Bug #71228 for Locale-SubCountry: utf8 "\xE4" does not map to Unicode

Mon Sep 26 00:47:53 2011 xenoterracide [...] gmail.com - Ticket created

Subject:	utf8 "\xE4" does not map to Unicode
Date:	Sun, 25 Sep 2011 23:47:44 -0500
To:	bugs-Locale-SubCountry [...] rt.cpan.org
From:	Caleb Cushing <xenoterracide [...] gmail.com>

I enabled use utf8::all in an application I'm building, it causes these errors to occur. utf8 "\xE4" does not map to Unicode at /home/ccushing/perl5/perlbrew/perls/perl-5.14.1/lib/site_perl/5.14.1/Locale/SubCountry.pm line 251. -- Caleb Cushing http://xenoterracide.com

Wed Apr 18 18:36:21 2012 kimryan [...] cpan.org - Correspondence added

I was not able to identify which line of text contains this error. Are you able to locate it? On Mon Sep 26 00:47:53 2011, XENO wrote: Show quoted text

> I enabled use utf8::all in an application I'm building, it causes > these errors to occur. > > utf8 "\xE4" does not map to Unicode at > /home/ccushing/perl5/perlbrew/perls/perl- > 5.14.1/lib/site_perl/5.14.1/Locale/SubCountry.pm > line 251. > >

Wed Apr 18 18:36:22 2012 The RT System itself - Status changed from 'new' to 'open'

Wed Apr 18 19:15:37 2012 xenoterracide [...] gmail.com - Correspondence added

Subject:	Re: [rt.cpan.org #71228] utf8 "\xE4" does not map to Unicode
Date:	Wed, 18 Apr 2012 18:15:21 -0500
To:	bug-Locale-SubCountry [...] rt.cpan.org
From:	Caleb Cushing <xenoterracide [...] gmail.com>

On Wed, Apr 18, 2012 at 5:36 PM, Kim Ryan via RT <bug-Locale-SubCountry@rt.cpan.org> wrote: Show quoted text

> I was not able to identify which line of text contains this error. Are > you able to locate it?

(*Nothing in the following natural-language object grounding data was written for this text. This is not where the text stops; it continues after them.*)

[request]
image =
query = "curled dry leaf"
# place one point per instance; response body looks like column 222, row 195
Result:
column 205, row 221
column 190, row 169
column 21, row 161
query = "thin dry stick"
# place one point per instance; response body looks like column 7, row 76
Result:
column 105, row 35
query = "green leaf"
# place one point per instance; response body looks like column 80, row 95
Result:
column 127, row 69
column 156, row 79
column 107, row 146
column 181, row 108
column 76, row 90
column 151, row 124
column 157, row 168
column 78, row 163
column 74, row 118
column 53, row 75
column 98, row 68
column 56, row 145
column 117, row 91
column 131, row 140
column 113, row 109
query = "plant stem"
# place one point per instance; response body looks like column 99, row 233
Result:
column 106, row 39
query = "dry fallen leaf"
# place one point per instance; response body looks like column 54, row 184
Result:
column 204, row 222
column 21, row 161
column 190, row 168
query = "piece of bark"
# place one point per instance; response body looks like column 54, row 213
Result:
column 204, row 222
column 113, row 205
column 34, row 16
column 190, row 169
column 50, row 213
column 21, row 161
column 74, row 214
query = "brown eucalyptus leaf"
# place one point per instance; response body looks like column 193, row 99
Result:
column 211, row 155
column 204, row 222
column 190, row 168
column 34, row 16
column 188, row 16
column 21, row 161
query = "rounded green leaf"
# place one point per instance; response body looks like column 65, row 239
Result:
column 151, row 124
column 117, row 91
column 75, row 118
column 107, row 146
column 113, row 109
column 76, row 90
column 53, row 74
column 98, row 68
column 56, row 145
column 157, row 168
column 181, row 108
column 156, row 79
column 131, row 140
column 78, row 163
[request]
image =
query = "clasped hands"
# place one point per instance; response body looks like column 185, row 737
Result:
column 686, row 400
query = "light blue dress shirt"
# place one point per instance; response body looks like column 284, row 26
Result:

lines 269 and 270 have an auml, which is latin1 character E4 I am not sure why this error is thrown when using utf8::all, certainly removing these should fix it too, but I'd think there'd be a way to make this work. also please remove your bugs section (none known) pod does not update itself. -- Caleb Cushing http://xenoterracide.com

Wed Apr 18 19:17:17 2012 xenoterracide [...] gmail.com - Correspondence added

Subject:	Re: [rt.cpan.org #71228] utf8 "\xE4" does not map to Unicode
Date:	Wed, 18 Apr 2012 18:17:03 -0500
To:	bug-Locale-SubCountry [...] rt.cpan.org
From:	Caleb Cushing <xenoterracide [...] gmail.com>

also please note that this error can be reproduced fatally on 5.14 by adding the following to the top use warnings qw(FATAL utf8); -- Caleb Cushing http://xenoterracide.com

Tue May 08 04:02:06 2012 kimryan [...] cpan.org - Correspondence added

On Wed Apr 18 19:17:17 2012, XENO wrote: Show quoted text

> also please note that this error can be reproduced fatally on 5.14 by > adding the following to the top > > use warnings qw(FATAL utf8); >

I tried adding all the warning, but still can;t get them reported, using Perl 5.14.2 on Win32 Anyway looked at the auml character problem. According to this http://www.utf8-chartable.de/, a with umlat is encoded as c3 a4 U+00E4 ä c3 a4 LATIN SMALL LETTER A WITH DIAERESIS I did a hex dump on line 269 with AZERBAIJAN : Länkäran; and the ä character shows up correctly as c3 a4. So still very puzzled. Will fix the other error you reported also with the known bugs section

Sat May 26 00:01:00 2012 kimryan [...] cpan.org - Correspondence added

Verified that the UTF character for \xE4, 'a' with umlat above is correctly mapped. The warning is also been reported for the comments section at line 251 of the code, not the actual code. Not sure of precise problem ,but think that the highest warning level for utf8 module may be over reporting errors.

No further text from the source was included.